Through these efforts, CANSEA is helping redefine what success looks like in the energy transition: not just cleaner energy but also fairer systems.
From Southeast Asia to the world
CANSEA’s influence does not stop at ASEAN. Through its engagement in global climate processes, the network ensures that Southeast Asian perspectives shape international decision-making.
As Dr. Zulfikar puts it: “Convenings advance linkages not only between nations but also between regions. CANSEA is the perfect partner to reach this level of advocacy.”
For instance, at UNFCCC SB62 in Bonn, CANSEA contributed to securing the inclusion of just transition principles in the negotiated text forwarded to COP30. It also co-organized a global side event on gender-transformative approaches to just transition, highlighting voices from Southeast Asia.
Importantly, CANSEA ensures that these global conversations are informed by realities on the ground. In Indonesia, for example, community experiences with renewable energy planning and extractive industries have been brought into regional and global discussions, strengthening advocacy efforts.
Arti, recalling her experience with Humanis, says: “Our country’s commitments depend on other countries’ commitments. CANSEA helps us understand this and push for stronger action.”
By connecting grassroots realities to global platforms, CANSEA ensures that international frameworks and, crucially, climate finance decisions reflect Southeast Asian contexts and priorities.
A collective voice for Southeast Asia
But, perhaps, CANSEA’s most enduring impact lies in building a sense of regional solidarity.
Southeast Asia is diverse, with countries at different stages of development, varying energy mixes, and distinct political contexts. Aligning priorities across such diversity is inherently challenging. Yet CANSEA has helped cultivate a shared narrative around just transition.
As Arti notes: “It’s hard to pinpoint a shared priority. But energy is one of them.”
Through convenings, joint interventions, and coordinated advocacy, CANSEA helps transform individual struggles into collective influence. Governments are beginning to respond not only by engaging but also by adopting elements of justice-centered transitions into national strategies.

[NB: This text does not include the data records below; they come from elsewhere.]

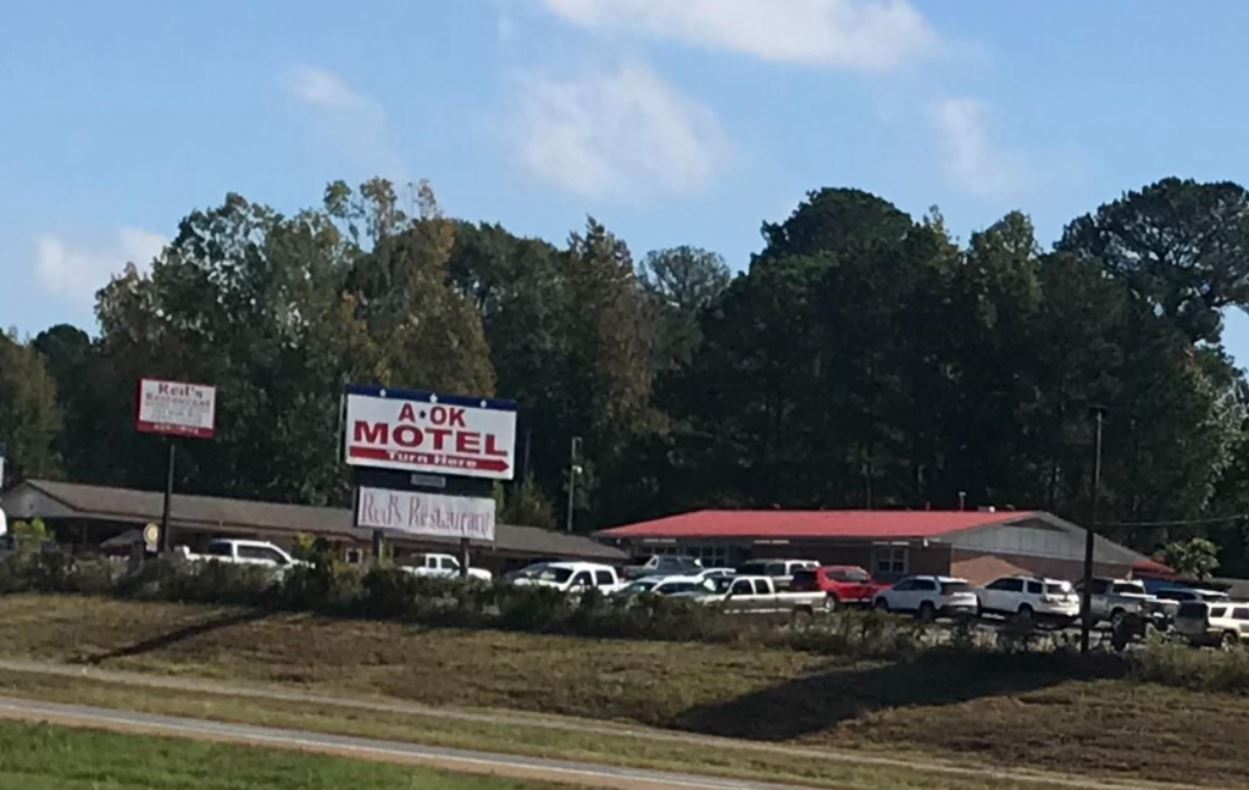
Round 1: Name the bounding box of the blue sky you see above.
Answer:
[7,0,1249,362]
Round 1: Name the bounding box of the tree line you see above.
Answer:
[0,178,1249,569]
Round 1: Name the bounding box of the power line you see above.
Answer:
[1094,513,1249,527]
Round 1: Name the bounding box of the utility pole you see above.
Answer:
[566,436,581,533]
[1080,406,1105,655]
[160,437,177,554]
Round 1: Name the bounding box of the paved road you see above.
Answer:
[0,659,1184,790]
[0,698,798,790]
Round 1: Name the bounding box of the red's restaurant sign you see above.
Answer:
[343,387,516,480]
[135,378,217,439]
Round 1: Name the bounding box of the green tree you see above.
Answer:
[0,334,62,488]
[1058,177,1249,342]
[498,475,556,529]
[1157,538,1219,580]
[641,246,731,372]
[99,180,493,503]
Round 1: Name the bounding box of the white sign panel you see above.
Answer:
[356,487,495,542]
[135,378,217,439]
[343,387,516,480]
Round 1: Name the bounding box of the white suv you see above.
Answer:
[873,577,978,620]
[1175,600,1249,650]
[975,577,1080,625]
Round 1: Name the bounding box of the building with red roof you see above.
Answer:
[596,510,1148,584]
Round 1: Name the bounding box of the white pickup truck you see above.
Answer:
[1075,577,1160,628]
[673,577,829,618]
[400,554,495,582]
[512,563,625,595]
[176,538,307,572]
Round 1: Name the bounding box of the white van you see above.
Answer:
[512,563,623,593]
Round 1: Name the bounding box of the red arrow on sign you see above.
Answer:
[347,447,508,472]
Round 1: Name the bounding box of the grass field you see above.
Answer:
[0,723,567,790]
[0,597,1249,786]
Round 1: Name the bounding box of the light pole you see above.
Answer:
[565,436,581,533]
[1080,406,1105,655]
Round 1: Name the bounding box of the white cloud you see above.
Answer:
[511,66,728,198]
[931,99,1037,197]
[35,227,166,305]
[542,0,938,71]
[286,65,407,182]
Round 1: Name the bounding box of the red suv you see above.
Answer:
[789,565,889,607]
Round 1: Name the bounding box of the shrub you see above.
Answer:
[283,554,362,614]
[1128,639,1249,694]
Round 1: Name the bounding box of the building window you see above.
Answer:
[872,545,911,577]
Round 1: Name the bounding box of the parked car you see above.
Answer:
[873,577,979,620]
[676,575,828,618]
[512,563,622,593]
[737,559,819,590]
[975,577,1080,625]
[612,577,716,595]
[1152,584,1232,622]
[689,568,737,580]
[1175,600,1249,649]
[625,554,702,579]
[789,565,889,609]
[176,538,307,574]
[400,554,495,582]
[1075,577,1163,629]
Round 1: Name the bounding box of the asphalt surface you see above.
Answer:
[0,698,797,790]
[0,659,1182,790]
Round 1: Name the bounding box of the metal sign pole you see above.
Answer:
[160,439,177,554]
[1080,406,1105,655]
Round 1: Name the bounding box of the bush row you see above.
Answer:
[7,550,1249,693]
[0,550,924,658]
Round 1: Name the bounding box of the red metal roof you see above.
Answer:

Harjeet sees this as a clear sign of impact: “The growing interest and response from governments is already an impact. These conversations shift policies in their countries.”
From momentum to transformation
As Southeast Asia navigates its energy future, the stakes could not be higher. The region stands at a crossroads: it can either replicate extractive models under the banner of green transition, or it can chart a path that is rooted in justice, inclusion, and sustainability.

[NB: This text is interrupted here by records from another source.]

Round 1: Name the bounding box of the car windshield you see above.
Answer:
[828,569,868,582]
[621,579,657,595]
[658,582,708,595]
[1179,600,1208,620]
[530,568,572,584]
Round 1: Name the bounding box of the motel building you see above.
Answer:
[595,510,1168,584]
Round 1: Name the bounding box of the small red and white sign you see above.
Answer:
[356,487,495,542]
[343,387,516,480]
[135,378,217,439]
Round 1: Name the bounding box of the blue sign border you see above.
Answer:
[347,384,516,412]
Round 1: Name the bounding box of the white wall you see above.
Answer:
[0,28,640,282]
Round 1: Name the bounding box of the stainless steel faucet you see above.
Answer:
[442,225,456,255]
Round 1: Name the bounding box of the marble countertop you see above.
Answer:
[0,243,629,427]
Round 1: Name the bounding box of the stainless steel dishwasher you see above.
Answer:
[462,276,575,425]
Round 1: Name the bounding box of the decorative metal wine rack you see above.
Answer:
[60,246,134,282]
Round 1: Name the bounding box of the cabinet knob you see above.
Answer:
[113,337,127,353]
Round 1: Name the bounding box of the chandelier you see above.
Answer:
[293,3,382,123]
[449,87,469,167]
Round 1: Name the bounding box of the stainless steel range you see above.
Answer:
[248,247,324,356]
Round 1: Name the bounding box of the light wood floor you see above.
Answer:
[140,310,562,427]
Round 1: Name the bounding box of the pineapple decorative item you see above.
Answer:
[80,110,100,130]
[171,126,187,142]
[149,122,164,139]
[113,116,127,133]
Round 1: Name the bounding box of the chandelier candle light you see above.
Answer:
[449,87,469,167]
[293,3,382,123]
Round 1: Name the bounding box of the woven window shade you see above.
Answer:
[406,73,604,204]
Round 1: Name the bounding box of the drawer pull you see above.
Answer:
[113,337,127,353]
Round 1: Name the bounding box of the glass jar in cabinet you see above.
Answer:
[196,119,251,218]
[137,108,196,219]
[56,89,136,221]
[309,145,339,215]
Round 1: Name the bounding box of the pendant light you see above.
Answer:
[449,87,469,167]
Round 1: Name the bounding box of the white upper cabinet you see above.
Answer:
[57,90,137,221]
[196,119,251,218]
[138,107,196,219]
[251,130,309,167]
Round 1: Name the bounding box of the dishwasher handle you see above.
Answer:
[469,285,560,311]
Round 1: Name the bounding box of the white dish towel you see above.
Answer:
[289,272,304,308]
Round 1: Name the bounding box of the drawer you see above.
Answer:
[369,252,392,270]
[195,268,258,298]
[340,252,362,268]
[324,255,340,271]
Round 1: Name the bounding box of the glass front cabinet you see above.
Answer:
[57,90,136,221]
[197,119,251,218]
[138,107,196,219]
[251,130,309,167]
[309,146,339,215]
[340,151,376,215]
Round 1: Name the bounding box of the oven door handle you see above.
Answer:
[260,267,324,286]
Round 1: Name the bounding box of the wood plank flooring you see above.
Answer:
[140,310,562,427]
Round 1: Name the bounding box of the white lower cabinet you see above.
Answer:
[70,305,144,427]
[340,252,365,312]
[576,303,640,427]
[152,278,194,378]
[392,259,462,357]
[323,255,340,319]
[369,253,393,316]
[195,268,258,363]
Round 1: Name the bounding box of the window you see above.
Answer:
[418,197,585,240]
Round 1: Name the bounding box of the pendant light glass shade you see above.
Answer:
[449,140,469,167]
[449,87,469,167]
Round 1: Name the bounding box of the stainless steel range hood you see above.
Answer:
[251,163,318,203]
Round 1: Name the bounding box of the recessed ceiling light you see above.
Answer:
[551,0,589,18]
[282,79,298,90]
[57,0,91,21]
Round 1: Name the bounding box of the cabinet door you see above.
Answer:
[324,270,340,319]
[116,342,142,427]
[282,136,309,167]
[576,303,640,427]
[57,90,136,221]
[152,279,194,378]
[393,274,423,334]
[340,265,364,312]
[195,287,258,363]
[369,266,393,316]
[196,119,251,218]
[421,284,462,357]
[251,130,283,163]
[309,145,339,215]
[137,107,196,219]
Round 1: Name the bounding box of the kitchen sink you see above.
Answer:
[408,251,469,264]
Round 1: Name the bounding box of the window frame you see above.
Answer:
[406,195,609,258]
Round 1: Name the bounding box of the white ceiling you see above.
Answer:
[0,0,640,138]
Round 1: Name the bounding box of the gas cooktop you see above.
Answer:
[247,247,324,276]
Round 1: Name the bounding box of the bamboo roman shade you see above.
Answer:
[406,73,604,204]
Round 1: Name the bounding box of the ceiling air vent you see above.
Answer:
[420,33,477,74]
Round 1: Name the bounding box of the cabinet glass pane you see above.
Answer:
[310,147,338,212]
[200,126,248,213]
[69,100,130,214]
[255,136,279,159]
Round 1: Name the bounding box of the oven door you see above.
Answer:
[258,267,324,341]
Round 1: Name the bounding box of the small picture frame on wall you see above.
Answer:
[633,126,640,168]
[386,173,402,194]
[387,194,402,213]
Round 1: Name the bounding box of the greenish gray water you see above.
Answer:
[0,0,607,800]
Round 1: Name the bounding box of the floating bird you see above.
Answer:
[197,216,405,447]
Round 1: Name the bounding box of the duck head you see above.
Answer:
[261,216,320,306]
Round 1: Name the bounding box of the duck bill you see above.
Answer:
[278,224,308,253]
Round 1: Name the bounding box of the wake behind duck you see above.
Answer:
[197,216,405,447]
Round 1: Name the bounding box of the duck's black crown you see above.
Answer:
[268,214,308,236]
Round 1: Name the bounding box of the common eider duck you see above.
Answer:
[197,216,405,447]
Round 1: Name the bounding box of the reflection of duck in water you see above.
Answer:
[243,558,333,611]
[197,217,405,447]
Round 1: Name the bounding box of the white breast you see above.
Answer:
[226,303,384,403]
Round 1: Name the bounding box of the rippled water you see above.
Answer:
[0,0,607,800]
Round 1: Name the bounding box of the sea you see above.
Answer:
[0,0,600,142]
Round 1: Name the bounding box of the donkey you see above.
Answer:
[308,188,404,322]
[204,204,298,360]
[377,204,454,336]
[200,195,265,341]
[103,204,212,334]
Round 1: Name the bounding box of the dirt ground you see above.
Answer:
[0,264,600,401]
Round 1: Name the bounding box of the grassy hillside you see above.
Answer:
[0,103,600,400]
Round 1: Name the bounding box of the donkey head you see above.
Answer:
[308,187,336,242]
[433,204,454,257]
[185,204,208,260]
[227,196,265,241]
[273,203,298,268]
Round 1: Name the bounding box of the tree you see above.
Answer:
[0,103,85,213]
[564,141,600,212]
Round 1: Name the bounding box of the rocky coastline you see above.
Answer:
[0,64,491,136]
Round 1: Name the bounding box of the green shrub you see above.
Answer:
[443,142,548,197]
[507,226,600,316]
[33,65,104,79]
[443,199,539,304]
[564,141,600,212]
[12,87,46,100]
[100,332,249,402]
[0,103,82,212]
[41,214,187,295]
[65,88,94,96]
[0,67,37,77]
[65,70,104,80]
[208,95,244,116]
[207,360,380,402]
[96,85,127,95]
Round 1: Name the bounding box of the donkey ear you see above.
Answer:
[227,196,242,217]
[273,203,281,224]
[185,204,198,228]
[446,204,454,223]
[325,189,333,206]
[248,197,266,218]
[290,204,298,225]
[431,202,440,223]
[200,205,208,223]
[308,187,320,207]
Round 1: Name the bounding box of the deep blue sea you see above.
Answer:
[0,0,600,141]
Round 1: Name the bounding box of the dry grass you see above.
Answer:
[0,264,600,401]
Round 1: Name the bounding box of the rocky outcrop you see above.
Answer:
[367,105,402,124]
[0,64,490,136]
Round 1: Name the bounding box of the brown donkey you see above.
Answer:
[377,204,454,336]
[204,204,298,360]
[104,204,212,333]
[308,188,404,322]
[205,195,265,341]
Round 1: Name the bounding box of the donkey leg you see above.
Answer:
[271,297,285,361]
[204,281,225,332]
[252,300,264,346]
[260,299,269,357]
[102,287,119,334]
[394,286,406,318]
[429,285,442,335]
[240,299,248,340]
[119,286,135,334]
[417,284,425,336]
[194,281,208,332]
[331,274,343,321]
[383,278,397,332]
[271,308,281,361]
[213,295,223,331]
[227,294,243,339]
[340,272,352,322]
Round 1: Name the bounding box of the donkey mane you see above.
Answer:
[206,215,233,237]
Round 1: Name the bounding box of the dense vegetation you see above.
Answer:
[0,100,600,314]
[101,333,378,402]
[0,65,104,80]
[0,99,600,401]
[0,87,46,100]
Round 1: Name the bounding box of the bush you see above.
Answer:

CANSEA’s work, buoyed by the I-JET Program, shows how the latter can be built: through relationships, trust, evidence, and collective action. It demonstrates that convening is not just about gathering people; it is about shifting power. Research becomes a tool for advocacy. Community stories become the basis for policy influence. And civil society becomes not just a watchdog, but a cocreator of the region’s energy future.

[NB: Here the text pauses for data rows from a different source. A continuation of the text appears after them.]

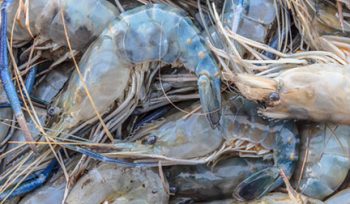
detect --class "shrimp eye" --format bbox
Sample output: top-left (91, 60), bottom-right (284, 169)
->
top-left (269, 92), bottom-right (280, 102)
top-left (47, 106), bottom-right (61, 117)
top-left (142, 135), bottom-right (157, 145)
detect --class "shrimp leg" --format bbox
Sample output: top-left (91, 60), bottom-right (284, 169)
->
top-left (0, 159), bottom-right (58, 200)
top-left (0, 0), bottom-right (36, 151)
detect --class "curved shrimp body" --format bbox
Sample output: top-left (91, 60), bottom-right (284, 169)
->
top-left (8, 0), bottom-right (118, 50)
top-left (165, 158), bottom-right (272, 201)
top-left (295, 124), bottom-right (350, 199)
top-left (115, 104), bottom-right (224, 159)
top-left (108, 100), bottom-right (298, 200)
top-left (51, 4), bottom-right (221, 134)
top-left (66, 164), bottom-right (169, 204)
top-left (234, 64), bottom-right (350, 124)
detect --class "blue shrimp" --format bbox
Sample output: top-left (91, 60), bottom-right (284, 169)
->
top-left (0, 0), bottom-right (36, 151)
top-left (51, 4), bottom-right (221, 139)
top-left (294, 123), bottom-right (350, 199)
top-left (0, 159), bottom-right (58, 200)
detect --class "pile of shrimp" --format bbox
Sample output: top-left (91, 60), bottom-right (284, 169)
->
top-left (0, 0), bottom-right (350, 204)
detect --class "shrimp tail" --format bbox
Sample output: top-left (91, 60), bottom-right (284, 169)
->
top-left (0, 159), bottom-right (58, 200)
top-left (198, 75), bottom-right (221, 128)
top-left (233, 167), bottom-right (283, 200)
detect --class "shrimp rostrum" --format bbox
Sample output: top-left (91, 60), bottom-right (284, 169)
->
top-left (233, 64), bottom-right (350, 124)
top-left (50, 4), bottom-right (221, 135)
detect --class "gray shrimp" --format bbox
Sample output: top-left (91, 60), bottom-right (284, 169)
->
top-left (204, 0), bottom-right (277, 55)
top-left (7, 0), bottom-right (119, 69)
top-left (294, 124), bottom-right (350, 199)
top-left (8, 0), bottom-right (118, 50)
top-left (52, 4), bottom-right (221, 139)
top-left (165, 158), bottom-right (273, 201)
top-left (66, 164), bottom-right (169, 204)
top-left (4, 64), bottom-right (72, 166)
top-left (95, 95), bottom-right (298, 200)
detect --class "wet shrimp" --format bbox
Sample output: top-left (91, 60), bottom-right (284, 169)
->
top-left (165, 158), bottom-right (273, 201)
top-left (51, 4), bottom-right (221, 140)
top-left (66, 164), bottom-right (169, 204)
top-left (63, 96), bottom-right (298, 200)
top-left (294, 124), bottom-right (350, 200)
top-left (233, 64), bottom-right (350, 124)
top-left (4, 64), bottom-right (72, 165)
top-left (7, 0), bottom-right (119, 51)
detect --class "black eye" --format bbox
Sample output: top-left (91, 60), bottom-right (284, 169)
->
top-left (142, 135), bottom-right (157, 145)
top-left (47, 106), bottom-right (60, 117)
top-left (269, 92), bottom-right (280, 101)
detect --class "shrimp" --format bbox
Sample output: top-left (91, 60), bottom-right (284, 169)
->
top-left (233, 64), bottom-right (350, 124)
top-left (4, 64), bottom-right (72, 164)
top-left (165, 158), bottom-right (273, 201)
top-left (202, 0), bottom-right (277, 55)
top-left (294, 124), bottom-right (350, 200)
top-left (66, 164), bottom-right (169, 204)
top-left (0, 83), bottom-right (13, 143)
top-left (52, 4), bottom-right (221, 139)
top-left (63, 96), bottom-right (298, 200)
top-left (7, 0), bottom-right (119, 51)
top-left (0, 0), bottom-right (117, 150)
top-left (194, 192), bottom-right (324, 204)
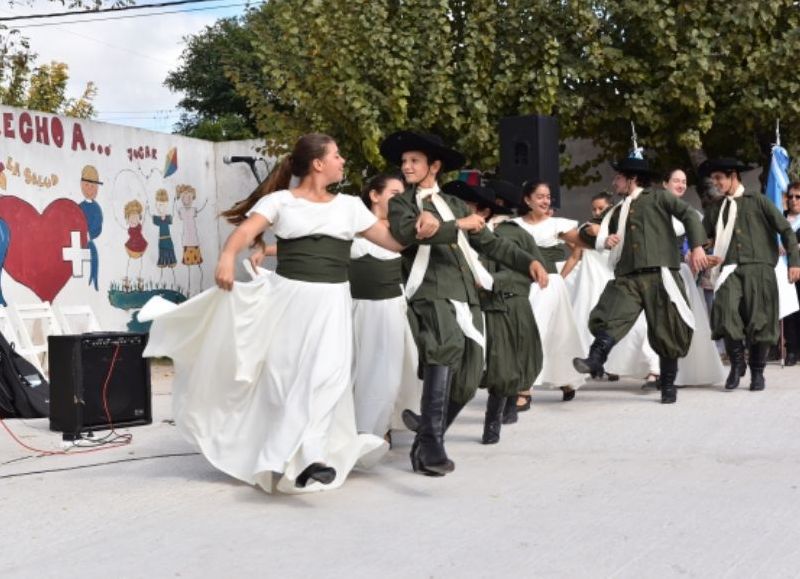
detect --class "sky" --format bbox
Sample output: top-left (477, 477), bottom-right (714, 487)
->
top-left (0, 0), bottom-right (258, 132)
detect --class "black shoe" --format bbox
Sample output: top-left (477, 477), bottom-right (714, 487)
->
top-left (642, 372), bottom-right (661, 390)
top-left (411, 366), bottom-right (456, 474)
top-left (659, 358), bottom-right (678, 404)
top-left (572, 332), bottom-right (614, 378)
top-left (481, 392), bottom-right (506, 444)
top-left (503, 394), bottom-right (519, 424)
top-left (514, 394), bottom-right (533, 412)
top-left (409, 438), bottom-right (455, 477)
top-left (750, 343), bottom-right (770, 392)
top-left (725, 338), bottom-right (747, 390)
top-left (294, 462), bottom-right (336, 489)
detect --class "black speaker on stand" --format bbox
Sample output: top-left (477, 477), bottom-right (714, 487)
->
top-left (48, 332), bottom-right (153, 439)
top-left (500, 115), bottom-right (561, 208)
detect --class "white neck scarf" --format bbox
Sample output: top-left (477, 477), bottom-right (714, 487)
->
top-left (595, 187), bottom-right (643, 269)
top-left (709, 184), bottom-right (744, 291)
top-left (595, 187), bottom-right (695, 330)
top-left (406, 185), bottom-right (494, 299)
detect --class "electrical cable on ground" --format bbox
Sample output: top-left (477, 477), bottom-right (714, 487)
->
top-left (0, 452), bottom-right (200, 480)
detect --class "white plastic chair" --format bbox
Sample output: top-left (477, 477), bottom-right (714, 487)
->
top-left (0, 307), bottom-right (44, 374)
top-left (8, 302), bottom-right (62, 373)
top-left (53, 305), bottom-right (100, 334)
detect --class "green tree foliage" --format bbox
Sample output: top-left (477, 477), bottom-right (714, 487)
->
top-left (170, 0), bottom-right (800, 188)
top-left (582, 0), bottom-right (800, 186)
top-left (0, 55), bottom-right (97, 119)
top-left (164, 18), bottom-right (255, 141)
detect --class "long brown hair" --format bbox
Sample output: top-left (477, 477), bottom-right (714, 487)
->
top-left (221, 133), bottom-right (334, 229)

CANSEA’s work shows that behind every policy, every framework, and every investment decision are people whose lives are shaped by these choices.
“The value of CANSEA lies not only in what it does, but in what it enables—helping communities, organizations, and governments see beyond their silos, learn from one another, and move forward together.”
In a region as complex and dynamic as Southeast Asia, that may be the most powerful form of impact of all.